Sunday, January 14, 2007

 

Reflections on hand woodworking

Few years back, I have sold all my electric tools (no big machines, only protative tools: circular saw, jig saw, planer, belt sander, ...) and bought hand saws, planes and chisels. I decided I'd do all by hand. I didn't want to use any machine, and living in an appartement, it wasn't approriate neither.
When I say all by hand, I really mean it. From the tree to the little chair or toy for my son.

After a typhoon, I'd go around town see if I could harvest some timber. I'd remove the bark, let the wood dry, rip cut it, resaw it, plane it, square it.

It takes a long long time to do this. It teaches a lot, but it is not productive, even for the hobbyist.

Recently, I have got access to some planer, band saw, thicknesser and table saw. I realized that these tools, though very noisy and potentially dangerous are extreemly usefull, particularly if you harvest your wood yourself.
For me, hand woodworking went together with the desire to reproduce the method used before machines came in, back close to 100years before. But obviously I was sometimes led to buy precut and premilled stock, and that meant some machine did the job before. So seen from that angle, articles made from this kind of stock could be argued to be 100% hand made using hand tools. Or one should specify from where was the hand tool work process started.

Does hand made means made exclusively with hand tools? I don't think so, I'd define hand made as being made by one craftman or craftwoman, and not made by a robot in chain production. To say something has been made without machine, one should say hand tool made. And does one really want to trace back to the way the tree was cut, ripped and milled?

So I'm just coming to the conclusion that I'll probably buy a small band saw, to help me resaw small stock I harvest.
Just make a clever use of machines and don't abuse it, so that hand tools retain there central position.

But I'm still stubborn with my hand tools, as illustrated on the recent post where I am talking ripping an about 120cm (4ft) and 39cm (15") diameter camphor tree! It's just another feeling to cut the wood outside in nature being able to hear the birds singing around compare to the noise of a workshop.

Comments:
Hi. I really enjoy reading your blog.

I recently started getting back into woodworking and want to focus more energy on using hand tools. I think the results from well tuned (and properly used) hand tools are far superior to machines and it makes the piece you create much more personal.
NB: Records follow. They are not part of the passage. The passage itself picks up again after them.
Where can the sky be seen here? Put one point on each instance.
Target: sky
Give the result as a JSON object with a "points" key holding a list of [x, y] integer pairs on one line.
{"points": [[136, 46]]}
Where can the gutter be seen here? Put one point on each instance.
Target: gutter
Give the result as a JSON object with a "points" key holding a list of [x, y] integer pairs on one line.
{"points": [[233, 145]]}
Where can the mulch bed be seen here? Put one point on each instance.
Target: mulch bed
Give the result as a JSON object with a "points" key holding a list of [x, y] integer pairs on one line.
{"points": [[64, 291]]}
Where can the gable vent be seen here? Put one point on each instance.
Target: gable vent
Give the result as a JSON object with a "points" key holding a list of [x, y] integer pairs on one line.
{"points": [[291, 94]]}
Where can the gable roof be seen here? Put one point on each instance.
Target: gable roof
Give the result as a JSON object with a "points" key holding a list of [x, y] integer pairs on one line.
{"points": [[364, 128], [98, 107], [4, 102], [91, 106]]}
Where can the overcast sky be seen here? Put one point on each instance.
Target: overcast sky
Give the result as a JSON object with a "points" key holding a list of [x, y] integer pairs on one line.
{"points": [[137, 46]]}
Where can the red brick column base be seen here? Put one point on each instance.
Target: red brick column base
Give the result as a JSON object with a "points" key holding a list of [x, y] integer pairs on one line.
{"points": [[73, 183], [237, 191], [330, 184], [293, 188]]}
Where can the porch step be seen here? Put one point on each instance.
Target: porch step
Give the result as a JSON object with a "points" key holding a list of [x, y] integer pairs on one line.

Ultimately though it is the intent behind the finished piece that matters so don't feel bad about using machines to accelerate the more mundane tasks of woodworking so you have more time to spend creating. I like to believe that our ancestors used the best technology available to them to complete a given task and if motorized bandsaws and thickness planers had been available they certainly would have used them.

-Michael
 
Hi Michael,

Thanks for your kind comment.

You are certainly right about our ancestors and most probably, if their children invented all those machines following the industrial revolution, it was for productivity reasons: do the job faster, with less effort and with far less human resources.

The idea of the intrincic value of hand made articles covers many aspects.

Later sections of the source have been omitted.